BRUSSELS: Amid brewing trade tensions, the newly signed trade pact between Singapore and the European Union sends the message that both parties remain committed to the values of free trade and cooperation, said Singapore’s Prime Minister Lee Hsien Loong on Friday (Oct 19).
He also hopes that other countries will maintain this commitment and continue to uphold the rules-based multilateral system, which he says has benefited all countries.
Mr Lee was speaking to the Singapore media shortly after signing the EU-Singapore Free Trade Agreement (EUSFTA) in Brussels.
The Prime Minister has had a packed schedule over the past three days, starting with a one-day official visit to Vienna where he witnessed the signing of a memorandum of understanding. He then flew to Brussels on Thursday morning to attend the two-day Asia-Europe Meeting and held a string of bilateral meetings on the sidelines.
When asked about the mood among European leaders given that the summit coincided with Brexit talks this week, Mr Lee said the departure of Britain from the 28-member European bloc is a “difficult separation” hence negotiations thus far have yielded no conclusion.
“But both sides would like to work something out. I hope they will.”
Mr Lee added that he has told British Prime Minister Theresa May that Singapore can extend the terms of the EUSFTA to the UK for a separate trade deal post-Brexit.

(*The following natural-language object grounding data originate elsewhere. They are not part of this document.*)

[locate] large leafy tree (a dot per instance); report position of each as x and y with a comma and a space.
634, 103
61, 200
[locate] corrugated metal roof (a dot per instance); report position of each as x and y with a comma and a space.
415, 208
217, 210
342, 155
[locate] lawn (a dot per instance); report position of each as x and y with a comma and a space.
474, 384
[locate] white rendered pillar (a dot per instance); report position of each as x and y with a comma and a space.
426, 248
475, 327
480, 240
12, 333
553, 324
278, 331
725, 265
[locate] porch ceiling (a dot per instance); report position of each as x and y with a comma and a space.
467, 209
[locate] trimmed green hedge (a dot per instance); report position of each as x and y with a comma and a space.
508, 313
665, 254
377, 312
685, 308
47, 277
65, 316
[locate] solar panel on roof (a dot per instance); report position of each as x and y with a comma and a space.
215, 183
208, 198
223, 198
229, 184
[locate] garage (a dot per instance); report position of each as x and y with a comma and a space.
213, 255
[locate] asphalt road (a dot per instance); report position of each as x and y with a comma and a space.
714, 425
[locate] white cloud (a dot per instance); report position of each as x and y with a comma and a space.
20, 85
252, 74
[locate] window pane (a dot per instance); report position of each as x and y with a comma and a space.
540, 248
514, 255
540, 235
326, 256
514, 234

“What I told Theresa May is that after Britain leaves, what we have agreed with the EU we will also be happy to apply to Britain in the first instance. Then we have time to work out a more definitive arrangement with UK later on.”

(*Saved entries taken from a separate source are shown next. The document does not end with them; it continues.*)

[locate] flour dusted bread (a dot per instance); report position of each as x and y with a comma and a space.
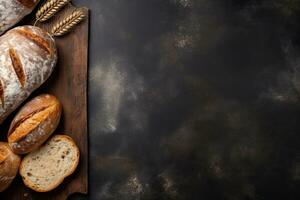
12, 11
27, 58
34, 123
44, 169
9, 165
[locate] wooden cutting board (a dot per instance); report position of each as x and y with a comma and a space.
69, 84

Britain has also indicated their interest to join the 11-member Comprehensive and Progressive Agreement for Trans-Pacific Partnership (CPTPP), said Mr Lee.
“From Singapore’s point of view, we are happy with that,” he said. “The terms have been worked out, and if they are prepared to sign on to the term as an additional partner, it doesn’t cost any competitive difficulties for us.”
Britain will also have to speak to the other CPTPP member nations – a move that Singapore is “quite supportive” of, added Mr Lee.
Other European countries, particularly those from the central and eastern parts of the region, are also keen on developing bilateral economic ties with Singapore.
"They see us not just as an interesting country, but a little bit of a model for them because they are smaller countries. Therefore they are trying to look out to the wider world and I encourage them to see Singapore as a way to explore possibilities in the Far East," said Mr Lee, referring to his meetings with leaders of Poland and Croatia, for instance, on the sidelines of the Asia-Europe Meeting.
Even though trade volumes with these countries are not substantial, Mr Lee stressed there is potential.
“These countries have quite high level of technology and science, and they are young countries anxious to find new markets,” he said. “So we are keen to make friends.”
MORE COOPERATION BETWEEN EU, ASEAN
Moving forward, Mr Lee said he hopes the EUSFTA can pave the way for a broader trade deal between the European bloc and the Association of Southeast Asian Nations (ASEAN), though discussions remain in early stages.
On the other hand, the Comprehensive Air Transport Agreement – a bloc-to-bloc aviation agreement that would connect more than 1 billion people living in the two regions – is in “much more advanced stages" with hopes for a deal by this year.
There is also interest for the EU and ASEAN to cooperate in areas, such as cybersecurity, climate change, Smart Nation initiatives and even people-to-people exchanges, making up “quite a rich agenda”, he said.
Nonetheless, there are differences. For instance, the EU sees connectivity with a sustainable perspective, and focuses on gender and equality issues.
Said Mr Lee: "So it’s not quite the same as the Asian perspective or the ASEAN perspective, but it’s something which I think we can work with."